While Pearson correlation assumes joint normality and linear dependence, alternative nonparametric measures such as Spearman correlation, Kendall’s tau, and Hoeffding’s D could provide more robust estimates of nonlinear monotonic associations between shield parameters. However, these measures, like Pearson correlation, quantify undirected statistical dependence without temporal directionality. In contrast, PCMCI+ identifies directed causal relationships with explicit time-lag structure, which is physically meaningful in the shield tunneling context, where the timing of parameter influences on attitude deviation is operationally important. A systematic comparison of adjacency matrices constructed from these alternative dependence measures remains an interesting direction for future work.

6. Conclusions

In this paper, a new method named C-GCN-GRU is proposed, which combines a causal algorithm, a deep learning framework based on GCN and GRU, and a multi-head causal attention mechanism. The method extracts the causal relationships between the attitude prediction features of the shield machine through the PCMCI+ algorithm and inputs the extracted causal relationships into the GCN-GRU model by transforming them into adjacency matrices, and at the same time, combines with the multiple causal attention mechanism by constructing four models for predicting the HDH, HDT, VDH, and VDT, so as to realize accurate prediction of the attitude prediction parameters of the shield machine.
The model proposed in this paper is used for the Karnaphuli River Tunnel Project in Bangladesh, and the results achieved are as follows: (1) The causal relationships of the feature parameters in the input model were extracted as collocation matrices input to the model by the PCMCI+ algorithm, which effectively improved the accuracy of the overall attitude prediction. (2) The C-GCN-GRU model can predict the attitude of the shield machine better in all six time steps, with an average MAE of 1.2881, an RMSE of 1.7923, and an R 2 of 0.9590. (3) Compared with the four depth-school models, the proposed C-GCN-GRU model outperforms the four model evaluation metrics.
Although the model developed in this study performs satisfactorily in terms of both accuracy and interpretability considerations, there are still some limitations, and the shield machine operating conditions may vary greatly in different engineering environments; in future studies, more datasets from different projects will be used to enhance the model’s ability to generalize to different scenarios, so as to maintain a higher prediction accuracy under a variety of operating conditions. In addition, we propose to adopt the proposed method in an actual tunneling project to further investigate its applicability and performance in real projects.

Author Contributions

Coeptualization, X.Y.; methodology, L.Z.; software, X.Y. and X.W.; validation, X.W.; formal analysis, X.Y.; investiga-tion, C.Z.; resources, C.Z.; data curation, X.Y.; writing—original draft preparation, X.Y.; writing—review and editing, L.Z. and S.W.; visualization, X.Y.; supervision, C.Z.; project administration, S.W. All authors have read and agreed to the published version of the manuscript.

Funding

This research was funded by the Key Project of Hubei Province (No. 2023BAB094) and the Open Foundation of Hubei Key Laboratory for High-efficiency Utilization of Solar Energy and Operation Control of Energy Storage System (No. HBSEES202106 and No. HBSEES202309).

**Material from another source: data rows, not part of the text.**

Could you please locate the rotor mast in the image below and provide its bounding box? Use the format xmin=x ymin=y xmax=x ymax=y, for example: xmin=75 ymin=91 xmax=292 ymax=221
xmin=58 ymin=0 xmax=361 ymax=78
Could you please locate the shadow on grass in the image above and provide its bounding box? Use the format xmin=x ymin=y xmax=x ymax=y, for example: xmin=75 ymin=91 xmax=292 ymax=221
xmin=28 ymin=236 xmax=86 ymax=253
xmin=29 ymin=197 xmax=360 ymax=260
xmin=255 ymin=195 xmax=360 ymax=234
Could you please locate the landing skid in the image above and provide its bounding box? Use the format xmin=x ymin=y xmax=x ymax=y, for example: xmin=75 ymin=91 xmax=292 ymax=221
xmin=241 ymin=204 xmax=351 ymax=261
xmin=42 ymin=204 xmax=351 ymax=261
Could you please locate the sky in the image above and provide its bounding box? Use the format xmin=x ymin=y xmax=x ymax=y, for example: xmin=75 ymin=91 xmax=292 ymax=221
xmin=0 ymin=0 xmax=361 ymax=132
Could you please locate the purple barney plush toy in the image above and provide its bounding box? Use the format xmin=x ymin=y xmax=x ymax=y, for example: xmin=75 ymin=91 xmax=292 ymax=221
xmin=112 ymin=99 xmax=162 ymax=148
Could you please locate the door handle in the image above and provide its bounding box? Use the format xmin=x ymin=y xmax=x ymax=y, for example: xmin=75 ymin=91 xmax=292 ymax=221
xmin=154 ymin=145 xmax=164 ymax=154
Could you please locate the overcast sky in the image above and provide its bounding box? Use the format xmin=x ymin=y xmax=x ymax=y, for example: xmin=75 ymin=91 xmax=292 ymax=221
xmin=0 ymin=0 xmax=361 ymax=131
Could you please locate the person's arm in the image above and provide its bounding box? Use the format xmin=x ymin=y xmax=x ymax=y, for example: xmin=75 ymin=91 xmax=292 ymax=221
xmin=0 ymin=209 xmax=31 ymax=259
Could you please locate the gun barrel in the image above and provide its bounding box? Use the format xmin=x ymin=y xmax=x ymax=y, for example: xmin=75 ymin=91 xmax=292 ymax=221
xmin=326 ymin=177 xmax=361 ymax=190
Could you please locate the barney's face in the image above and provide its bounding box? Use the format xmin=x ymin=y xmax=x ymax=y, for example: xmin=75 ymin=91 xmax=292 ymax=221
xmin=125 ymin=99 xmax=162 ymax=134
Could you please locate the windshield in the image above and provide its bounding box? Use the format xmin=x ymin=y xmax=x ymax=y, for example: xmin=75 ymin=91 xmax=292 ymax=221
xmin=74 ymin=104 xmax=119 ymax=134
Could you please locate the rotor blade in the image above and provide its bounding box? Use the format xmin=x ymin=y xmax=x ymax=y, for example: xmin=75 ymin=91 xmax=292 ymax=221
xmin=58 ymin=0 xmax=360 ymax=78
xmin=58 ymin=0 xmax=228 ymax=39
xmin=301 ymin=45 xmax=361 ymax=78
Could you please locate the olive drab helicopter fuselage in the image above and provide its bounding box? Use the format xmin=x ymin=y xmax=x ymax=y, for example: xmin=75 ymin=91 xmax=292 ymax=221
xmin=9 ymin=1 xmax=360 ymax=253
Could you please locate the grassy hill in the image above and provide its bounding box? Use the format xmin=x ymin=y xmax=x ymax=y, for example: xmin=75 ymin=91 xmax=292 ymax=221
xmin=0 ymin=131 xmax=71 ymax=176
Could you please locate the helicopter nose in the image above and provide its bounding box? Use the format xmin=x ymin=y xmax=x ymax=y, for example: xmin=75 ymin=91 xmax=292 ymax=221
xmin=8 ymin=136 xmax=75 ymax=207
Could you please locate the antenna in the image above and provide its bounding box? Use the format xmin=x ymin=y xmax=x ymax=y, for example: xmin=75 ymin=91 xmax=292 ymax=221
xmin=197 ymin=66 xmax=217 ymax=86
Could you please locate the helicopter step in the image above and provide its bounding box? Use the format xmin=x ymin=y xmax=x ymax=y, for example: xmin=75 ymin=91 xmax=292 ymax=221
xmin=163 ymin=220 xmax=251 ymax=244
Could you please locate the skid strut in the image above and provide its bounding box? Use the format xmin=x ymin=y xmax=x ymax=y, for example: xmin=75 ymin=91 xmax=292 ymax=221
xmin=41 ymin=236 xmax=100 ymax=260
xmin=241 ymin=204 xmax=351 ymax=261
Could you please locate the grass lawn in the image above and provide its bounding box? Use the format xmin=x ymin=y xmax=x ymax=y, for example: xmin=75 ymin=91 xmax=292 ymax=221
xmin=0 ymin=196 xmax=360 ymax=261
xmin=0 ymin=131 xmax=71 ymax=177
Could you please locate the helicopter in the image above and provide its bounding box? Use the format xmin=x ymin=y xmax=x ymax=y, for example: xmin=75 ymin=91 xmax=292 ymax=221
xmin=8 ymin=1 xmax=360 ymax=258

Data Availability Statement

The data that support the findings of this study are not publicly available due to confidentiality restrictions imposed by the project owner. The data were obtained from the Karnaphuli River Tunnel Project and are not available for public access. Requests to access the data should be directed to the project owner.

Conflicts of Interest

The authors declare that they have no known competing financial interests or personal relationships that could have appeared to influence the work reported in this paper. Author Xue Wang was employed by the company CCCC Wuhan Zhi Xing International Engineering Consulting Company Ltd. The remaining authors declare that the research was conducted in the absence of any commercial or financial relationships that could be construed as a potential conflict of interest.

References

  1. Liu, T.; Gong, G.; Yang, H.; Chen, Y.; Zhu, Y. Trajectory Control of Tunnel Boring Machine Based on Adaptive Rectification Trajectory Planning and Multi-Cylinders Coordinated Control. Int. J. Precis. Eng. Manuf. 2019, 20, 1721–1733. [Google Scholar] [CrossRef]
  2. Mo, H.H.; Chen, J.S. Study on inner force and dislocation of segments caused by shield machine attitude. Tunn. Undergr. Space Technol. 2008, 23, 281–291. [Google Scholar] [CrossRef]
  3. Sugimoto, M.; Sramoon, A. Theoretical Model of Shield Behavior During Excavation. I Theory. J. Geotech. Geoenviron. Eng. 2002, 128, 138–155. [Google Scholar] [CrossRef]
  4. Festa, D.; Broere, W.; Bosch, J.W. Kinematic behaviour of a Tunnel Boring Machine in soft soil: Theory and observations. Tunn. Undergr. Space Technol. 2015, 49, 208–217. [Google Scholar] [CrossRef]
  5. Hu, X.; Huang, Y.; Yin, Z.; Xiong, Y. Driving force planning in shield tunneling based on Markov decision processes. Sci. China Technol. Sci. 2012, 55, 1022–1030. [Google Scholar] [CrossRef]
  6. Pan, Y.; Zhou, X.; Qiu, S.; Zhang, L. Time series clustering for TBM performance investigation using spatio-temporal complex networks. Expert Syst. Appl. 2023, 225, 120100. [Google Scholar] [CrossRef]
  7. Rossi, D.; Citarella, A.A.; De Marco, F.; Di Biasi, L.; Zheng, H.; Tortora, G. DREAM: Diabetes risk via explainable AI modeling. Multimed. Tools Appl. 2026, 85, 145. [Google Scholar] [CrossRef]
  8. Fu, X.; Zhang, L. Spatio-temporal feature fusion for real-time prediction of TBM operating parameters: A deep learning approach. Autom. Constr. 2021, 132, 103937. [Google Scholar] [CrossRef]
  9. Xu, J.; Zhang, Z.; Zhang, L.; Liu, D. Predicting shield position deviation based on double-path hybrid deep neural networks. Autom. Constr. 2023, 148, 104775. [Google Scholar] [CrossRef]
  10. Fu, X.; Pan, Y.; Zhang, L. A causal-temporal graphic convolutional network (CT-GCN) approach for TBM load prediction in tunnel excavation. Expert Syst. Appl. 2024, 238, 121977. [Google Scholar] [CrossRef]
  11. Kipf, T.N.; Welling, M. Semi-Supervised Classification with Graph Convolutional Networks. arXiv 2017, arXiv:1609.02907. [Google Scholar] [CrossRef]
  12. Zhao, L.; Song, Y.; Zhang, C.; Liu, Y.; Wang, P.; Lin, T.; Deng, M.; Li, H. T-GCN: A Temporal Graph Convolutional Network for Traffic Prediction. IEEE Trans. Intell. Transp. Syst. 2020, 21, 3848–3858. [Google Scholar] [CrossRef]
  13. Pan, Z.; Su, C.; Deng, Y.; Cheng, J. Video2Entities: A computer vision-based entity extraction framework for updating the architecture, engineering and construction industry knowledge graphs. Autom. Constr. 2021, 125, 103617. [Google Scholar] [CrossRef]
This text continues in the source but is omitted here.